BIOMOD 2015

Derek Chan bio photo By Derek Chan Comment

At Harvard

People are doing some crazy things.

Last week, I travelled with my girlfriend Ina and her student team from UBC to the BIOMOD competition at Harvard. BIOMOD is an undergrad competition where students use biomolecules (the “molecules of life”) to innovate and create novel designs.

Although I come from a Computer Engineering background, there’s still so many ideas and inspiration to be found from the biomolecular field. Truly, the best ideas are often the simplest ones and I don’t know how one day the projects I’ve seen will find their way into influencing my work in the future.

Here were some of the teams and projects that stood out the most for me.

Team UBerCoolecular (University of British Columbia)

Coming from UBC myself, I can’t help but feel so proud for my school team. This was their first year in the competition, and they’ve struggled to secure funding, find professor support, develop their own designs and experiments, and heart out their own websites and presentations from scratch. The team lead by Dan Fu truly made mountains out of nothing. They won the Audience Choice Award in their breakout year and really established a foundation for the team in the years to come.

In brief, Team UBerCoolecular created a nanostructure capable of simultaneously delivering multiple drugs. They used liposomes as drug carriers, DNA origami to reinforce the structure, and gold nanoparticles as a trigger mechanism. The team hopes that this nanostructure can decrease the negative side effects of cancer treatment.

UBerCoolecular

Check out their site here where you can see all of the hard work the UBC team has put into their design over the last year!

Team Sendai (Tohoku University Japan)

These guys were the first place winners at BIOMOD 2015 by a landslide, placing top 3 in all judging categories at the competition (Best Presentation, Best Wiki, Best YouTube Video). Check out their site and you’ll see why; their design and explanations are so simple and elegant.

Team Sendai

They’ve essentially created a tube-like nanostructure that can grow by itself until it reaches a certain length. Obviously, when described like that, their work sounds underwhelming, but you have to see the brilliant geometry and nano-scale architecture at work to truly appreciate what they’ve managed to do.

Team SCUT-CHEM (South China University of Technology)

This Chinese team blew my mind and were inspirational in showing what a team of undergraduates could accomplish. BIOMOD is a competition that requires teams to design, experiment, and report results in a one-year time period. In that time, SCUT-CHEM managed to find positive results in their design to treat Chronic Kidney Disease.

In the timeline of their project, they were able to successfully design and create a molecule that would act as a kidney bandage. They then tested their solution on rats and were able to find positive results.

Let me say that one more time.

In one year, this team managed to take their design through animal testing to retrieve promising results for treating Chronic Kidney Disease.

#justchinathings.

Team SCUT-CHEM

Check out their site here, they were incredible.
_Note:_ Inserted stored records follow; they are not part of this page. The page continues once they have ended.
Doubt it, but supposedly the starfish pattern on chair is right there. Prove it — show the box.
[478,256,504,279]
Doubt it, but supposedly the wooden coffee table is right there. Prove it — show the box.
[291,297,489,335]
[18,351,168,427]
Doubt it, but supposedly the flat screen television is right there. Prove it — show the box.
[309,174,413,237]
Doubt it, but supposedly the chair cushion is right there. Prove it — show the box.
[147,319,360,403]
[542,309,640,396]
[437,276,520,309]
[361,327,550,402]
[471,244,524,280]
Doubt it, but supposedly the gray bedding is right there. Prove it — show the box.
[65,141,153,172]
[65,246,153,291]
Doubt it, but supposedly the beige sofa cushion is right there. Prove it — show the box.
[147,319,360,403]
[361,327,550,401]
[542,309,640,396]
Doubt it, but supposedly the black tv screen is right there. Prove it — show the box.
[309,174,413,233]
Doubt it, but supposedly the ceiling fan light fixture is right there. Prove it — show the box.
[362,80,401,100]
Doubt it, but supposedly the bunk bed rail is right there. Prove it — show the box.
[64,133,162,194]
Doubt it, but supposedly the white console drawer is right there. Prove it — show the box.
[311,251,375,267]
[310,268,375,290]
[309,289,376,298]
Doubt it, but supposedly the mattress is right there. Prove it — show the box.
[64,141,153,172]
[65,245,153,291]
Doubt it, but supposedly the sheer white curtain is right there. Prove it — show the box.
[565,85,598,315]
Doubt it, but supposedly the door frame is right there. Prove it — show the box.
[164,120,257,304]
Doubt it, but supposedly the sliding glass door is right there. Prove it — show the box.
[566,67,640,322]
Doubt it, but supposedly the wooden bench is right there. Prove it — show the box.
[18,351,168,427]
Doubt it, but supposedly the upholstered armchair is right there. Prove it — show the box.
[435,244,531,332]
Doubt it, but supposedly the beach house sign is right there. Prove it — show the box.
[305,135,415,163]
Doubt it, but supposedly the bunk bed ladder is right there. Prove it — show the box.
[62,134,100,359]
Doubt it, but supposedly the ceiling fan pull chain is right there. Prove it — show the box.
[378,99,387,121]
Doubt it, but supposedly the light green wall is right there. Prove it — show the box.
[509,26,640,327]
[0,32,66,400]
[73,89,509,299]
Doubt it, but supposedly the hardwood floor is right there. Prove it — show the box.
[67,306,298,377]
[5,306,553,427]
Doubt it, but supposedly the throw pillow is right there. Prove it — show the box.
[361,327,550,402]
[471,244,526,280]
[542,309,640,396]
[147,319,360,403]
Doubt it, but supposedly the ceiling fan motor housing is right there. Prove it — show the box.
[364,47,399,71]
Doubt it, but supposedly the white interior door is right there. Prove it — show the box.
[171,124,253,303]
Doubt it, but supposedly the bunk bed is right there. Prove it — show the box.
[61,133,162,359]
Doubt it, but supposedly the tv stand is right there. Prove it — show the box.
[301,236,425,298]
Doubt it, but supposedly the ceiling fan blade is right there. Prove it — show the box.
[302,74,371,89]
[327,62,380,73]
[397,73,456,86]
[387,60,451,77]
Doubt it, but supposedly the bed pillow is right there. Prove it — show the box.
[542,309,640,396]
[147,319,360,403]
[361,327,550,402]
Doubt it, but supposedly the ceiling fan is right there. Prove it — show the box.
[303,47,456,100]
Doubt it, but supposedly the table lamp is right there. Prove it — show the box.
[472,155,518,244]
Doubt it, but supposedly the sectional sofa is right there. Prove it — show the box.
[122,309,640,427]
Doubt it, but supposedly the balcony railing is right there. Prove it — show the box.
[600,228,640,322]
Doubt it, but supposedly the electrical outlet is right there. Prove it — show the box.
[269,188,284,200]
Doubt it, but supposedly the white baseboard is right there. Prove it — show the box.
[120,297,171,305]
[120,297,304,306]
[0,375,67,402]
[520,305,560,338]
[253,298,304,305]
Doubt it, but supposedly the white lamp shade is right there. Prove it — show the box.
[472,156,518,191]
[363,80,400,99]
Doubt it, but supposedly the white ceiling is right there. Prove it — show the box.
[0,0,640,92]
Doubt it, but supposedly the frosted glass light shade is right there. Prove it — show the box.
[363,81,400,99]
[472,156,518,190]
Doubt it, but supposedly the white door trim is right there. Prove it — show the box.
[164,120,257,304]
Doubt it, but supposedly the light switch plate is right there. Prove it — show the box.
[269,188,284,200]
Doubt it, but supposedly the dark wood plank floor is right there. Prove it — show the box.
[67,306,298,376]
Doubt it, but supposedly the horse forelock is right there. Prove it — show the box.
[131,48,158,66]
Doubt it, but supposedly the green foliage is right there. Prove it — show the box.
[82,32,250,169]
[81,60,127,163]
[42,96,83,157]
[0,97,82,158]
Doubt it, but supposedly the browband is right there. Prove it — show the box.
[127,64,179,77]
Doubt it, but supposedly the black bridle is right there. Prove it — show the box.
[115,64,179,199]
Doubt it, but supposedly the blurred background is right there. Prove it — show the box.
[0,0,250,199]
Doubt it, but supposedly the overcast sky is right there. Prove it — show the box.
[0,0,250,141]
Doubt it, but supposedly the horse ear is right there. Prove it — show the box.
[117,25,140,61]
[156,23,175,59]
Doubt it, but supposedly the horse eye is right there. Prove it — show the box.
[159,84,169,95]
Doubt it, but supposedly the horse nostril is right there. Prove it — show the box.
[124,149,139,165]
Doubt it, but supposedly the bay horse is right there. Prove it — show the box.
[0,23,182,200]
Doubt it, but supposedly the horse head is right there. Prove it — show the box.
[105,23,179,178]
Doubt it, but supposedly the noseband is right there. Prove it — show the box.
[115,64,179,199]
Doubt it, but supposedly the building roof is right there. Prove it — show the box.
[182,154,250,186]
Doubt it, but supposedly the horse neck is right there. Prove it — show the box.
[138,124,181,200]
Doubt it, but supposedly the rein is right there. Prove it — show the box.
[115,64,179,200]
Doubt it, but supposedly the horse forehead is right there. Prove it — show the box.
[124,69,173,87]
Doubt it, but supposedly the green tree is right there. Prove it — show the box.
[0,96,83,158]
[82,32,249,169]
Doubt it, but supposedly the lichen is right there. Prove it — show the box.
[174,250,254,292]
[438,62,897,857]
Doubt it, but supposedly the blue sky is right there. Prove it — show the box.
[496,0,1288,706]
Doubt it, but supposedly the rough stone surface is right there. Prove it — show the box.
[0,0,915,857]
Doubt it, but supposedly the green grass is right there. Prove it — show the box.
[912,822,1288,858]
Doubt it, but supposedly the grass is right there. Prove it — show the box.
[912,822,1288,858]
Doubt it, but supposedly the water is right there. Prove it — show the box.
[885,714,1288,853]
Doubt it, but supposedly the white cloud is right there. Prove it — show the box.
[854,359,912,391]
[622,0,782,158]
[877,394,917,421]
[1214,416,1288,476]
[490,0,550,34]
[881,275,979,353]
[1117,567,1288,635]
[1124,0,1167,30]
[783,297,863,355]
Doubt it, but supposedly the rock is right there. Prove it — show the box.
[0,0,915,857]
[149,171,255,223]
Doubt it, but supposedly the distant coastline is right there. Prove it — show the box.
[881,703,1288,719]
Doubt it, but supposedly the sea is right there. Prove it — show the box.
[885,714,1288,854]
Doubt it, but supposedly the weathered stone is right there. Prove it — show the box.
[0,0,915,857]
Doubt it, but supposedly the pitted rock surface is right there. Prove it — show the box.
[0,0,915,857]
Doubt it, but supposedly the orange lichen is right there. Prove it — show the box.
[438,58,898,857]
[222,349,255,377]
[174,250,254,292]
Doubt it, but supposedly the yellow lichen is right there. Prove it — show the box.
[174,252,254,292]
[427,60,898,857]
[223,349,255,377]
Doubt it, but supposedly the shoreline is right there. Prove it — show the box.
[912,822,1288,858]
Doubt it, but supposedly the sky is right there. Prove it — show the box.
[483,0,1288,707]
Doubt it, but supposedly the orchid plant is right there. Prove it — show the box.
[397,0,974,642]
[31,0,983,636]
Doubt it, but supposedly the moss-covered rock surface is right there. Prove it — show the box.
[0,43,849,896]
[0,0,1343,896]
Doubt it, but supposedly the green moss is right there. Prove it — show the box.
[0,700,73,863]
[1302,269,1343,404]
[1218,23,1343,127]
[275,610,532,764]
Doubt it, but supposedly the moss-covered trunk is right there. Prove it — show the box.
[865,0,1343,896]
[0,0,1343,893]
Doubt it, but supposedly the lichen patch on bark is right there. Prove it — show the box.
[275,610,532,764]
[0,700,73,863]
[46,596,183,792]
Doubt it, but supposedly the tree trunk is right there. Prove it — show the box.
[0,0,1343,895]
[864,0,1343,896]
Team Kansai (Kansai University, Japan)

This team was pure heart. After a morale-crushing string of teams presenting haemorrhaging-edge molecular designs, these guys stepped up unfazed to proudly show their achievements of the year.

Their presentation started with them asking “What day is it today?”. The BIOMOD competition happened to take place on Halloween Day. Coincidentally, their project involved creating a Chochin Obake out of DNA origami. Well, what is Chochin Obake? It’s Japan’s equivalent to a Jack-o-Lantern: a Japanese paper lantern ghost.

Team Kansai

These are the people that get you excited about science. When asked by a judge:

“DNA origami grows in two directions. How did you guys manage to restrict the growth of the tongue so that it only grew in one direction?”

The team simply pulled out their microscopy image of nanoscopic ghost lanterns with tongues sticking out and stated:

“Here is the tongue. So, we did it!!”

They have the most entertaining video ever. Who knew DNA origami could be so damn fun.

Team YOKABIO (Kyushu Institute of Technology, Japan)

Lastly, this team’s project was something that I felt like I could finally understand as a Computer Engineer. They created a DNA concentration digital-to-analog converter using DNA threshold gates (think of a comparator chip) and DNA logic gates. For me, this really got me thinking about how computers could be in the future, running on molecular reactions instead of silicon.

Team Kansai

Check them out here at their site.


The UBC team won Audience Choice

Altogether, this opportunity to go to Boston with Ina and her UBC team was truly an eye-opening experience. This world is so incredible and there are so many things we could do that we don’t even know. I think it’s worth everyone’s time to take a step back from the field they’re in and see what amazing things everybody else is doing all around us. You never know where you’ll find your next inspiration.